Position of Components in a Confusion Matrix
The confusion matrix helps visualize the distribution of predictions:
Predicted Positive | Predicted Negative | |
---|---|---|
Actual Positive | True Positive (TP) | False Negative (FN) |
Actual Negative | False Positive (FP) | True Negative (TN) |
To calculate the F1-score, we need both precision and recall, which can be derived from the confusion matrix.

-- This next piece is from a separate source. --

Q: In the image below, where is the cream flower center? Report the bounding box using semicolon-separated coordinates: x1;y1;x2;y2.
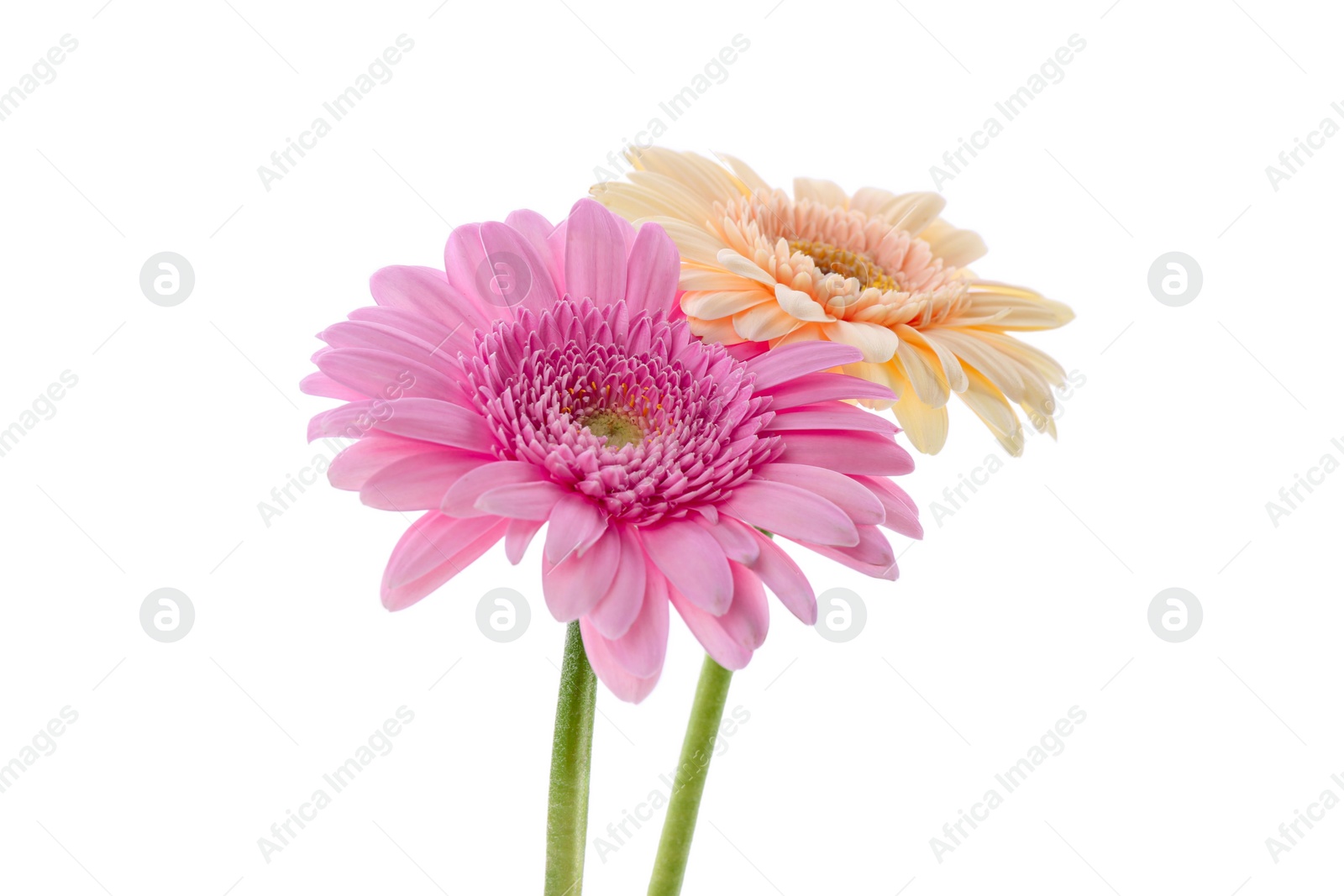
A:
580;410;645;451
789;239;900;291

Detailed Examples with Steps to Calculate F1-Score
Below are ten real-world examples that explain F1-score calculation step-by-step:
Example 1 – F1-Score of a Cancer Detection Model
Scenario: A model predicts whether a patient has cancer.
- True Positives (TP): 90
- False Positives (FP): 20
- False Negatives (FN): 10
- True Negatives (TN): 80
Steps:
- Calculate precision:
Precision = TP / (TP + FP) = 90 / (90 + 20) = 0.8182 (81.82%)
. - Calculate recall:
Recall = TP / (TP + FN) = 90 / (90 + 10) = 0.9 (90%)
. - Calculate F1-score:
F1 = 2 * (Precision * Recall) / (Precision + Recall) = 2 * (0.8182 * 0.9) / (0.8182 + 0.9) = 0.857 (85.7%)
.
Example 2 – F1-Score of a Fraud Detection Model
Scenario: A model predicts whether a transaction is fraudulent.
- TP: 70
- FP: 30
- FN: 30
- TN: 90
Steps:
- Precision:
Precision = 70 / (70 + 30) = 0.7 (70%)
. - Recall:
Recall = 70 / (70 + 30) = 0.7 (70%)
. - F1-score:
F1 = 2 * (0.7 * 0.7) / (0.7 + 0.7) = 0.7 (70%)
.
Example 3 – F1-Score of a Spam Email Detection Model
Scenario: A model detects whether an email is spam.
- TP: 50
- FP: 20
- FN: 10
- TN: 80
Steps:
- Precision:
Precision = 50 / (50 + 20) = 0.7143 (71.43%)
. - Recall:
Recall = 50 / (50 + 10) = 0.8333 (83.33%)
. - F1-score:
F1 = 2 * (0.7143 * 0.8333) / (0.7143 + 0.8333) = 0.7727 (77.27%)
.
Example 4 – F1-Score of a Loan Default Prediction Model
Scenario: A model predicts whether a customer will default on a loan.
- TP: 100
- FP: 25
- FN: 50
- TN: 125
Steps:
- Precision:
Precision = 100 / (100 + 25) = 0.8 (80%)
. - Recall:
Recall = 100 / (100 + 50) = 0.6667 (66.67%)
. - F1-score:
F1 = 2 * (0.8 * 0.6667) / (0.8 + 0.6667) = 0.7273 (72.73%)
.
Example 5 – F1-Score of a Product Defect Detection Model
Scenario: A model detects defective products.
- TP: 120
- FP: 30
- FN: 40
- TN: 150
Steps:
- Precision:
Precision = 120 / (120 + 30) = 0.8 (80%)
. - Recall:
Recall = 120 / (120 + 40) = 0.75 (75%)
. - F1-score:
F1 = 2 * (0.8 * 0.75) / (0.8 + 0.75) = 0.7727 (77.27%)
.
Example 6 – F1-Score of an Object Detection Model
Scenario: A model detects cars in images.
- TP: 200
- FP: 50
- FN: 25
- TN: 150
Steps:
- Precision:
Precision = 200 / (200 + 50) = 0.8 (80%)
. - Recall:
Recall = 200 / (200 + 25) = 0.8889 (88.89%)
. - F1-score:
F1 = 2 * (0.8 * 0.8889) / (0.8 + 0.8889) = 0.8421 (84.21%)
.
Example 7 – F1-Score of a Disease Diagnosis Model
Scenario: A model diagnoses whether a patient has a disease.
- TP: 90
- FP: 20
- FN: 10
- TN: 80
Steps:
- Precision:
Precision = 90 / (90 + 20) = 0.8182 (81.82%)
. - Recall:
Recall = 90 / (90 + 10) = 0.9 (90%)
. - F1-score:
F1 = 2 * (0.8182 * 0.9) / (0.8182 + 0.9) = 0.857 (85.7%)
.
Example 8 – F1-Score of a Sentiment Analysis Model
Scenario: A model analyzes text to predict sentiment (positive or negative).
- TP: 80
- FP: 20
- FN: 30
- TN: 100
Steps:
- Precision:
Precision = 80 / (80 + 20) = 0.8 (80%)
. - Recall:
Recall = 80 / (80 + 30) = 0.7273 (72.73%)
. - F1-score:
F1 = 2 * (0.8 * 0.7273) / (0.8 + 0.7273) = 0.7619 (76.19%)
.
Example 9 – F1-Score of a Movie Recommendation System
Scenario: A recommendation system predicts whether a user will like a movie.
- TP: 70
- FP: 30
- FN: 20
- TN: 100
Steps:
- Precision:
Precision = 70 / (70 + 30) = 0.7 (70%)
. - Recall:
Recall = 70 / (70 + 20) = 0.7778 (77.78%)
. - F1-score:
F1 = 2 * (0.7 * 0.7778) / (0.7 + 0.7778) = 0.7377 (73.77%)
.
Conclusion
The F1-score is an important evaluation metric when dealing with class imbalance. It provides a more balanced measure of a model’s performance by accounting for both precision and recall, making it ideal for scenarios where both false positives and false negatives need to be minimized.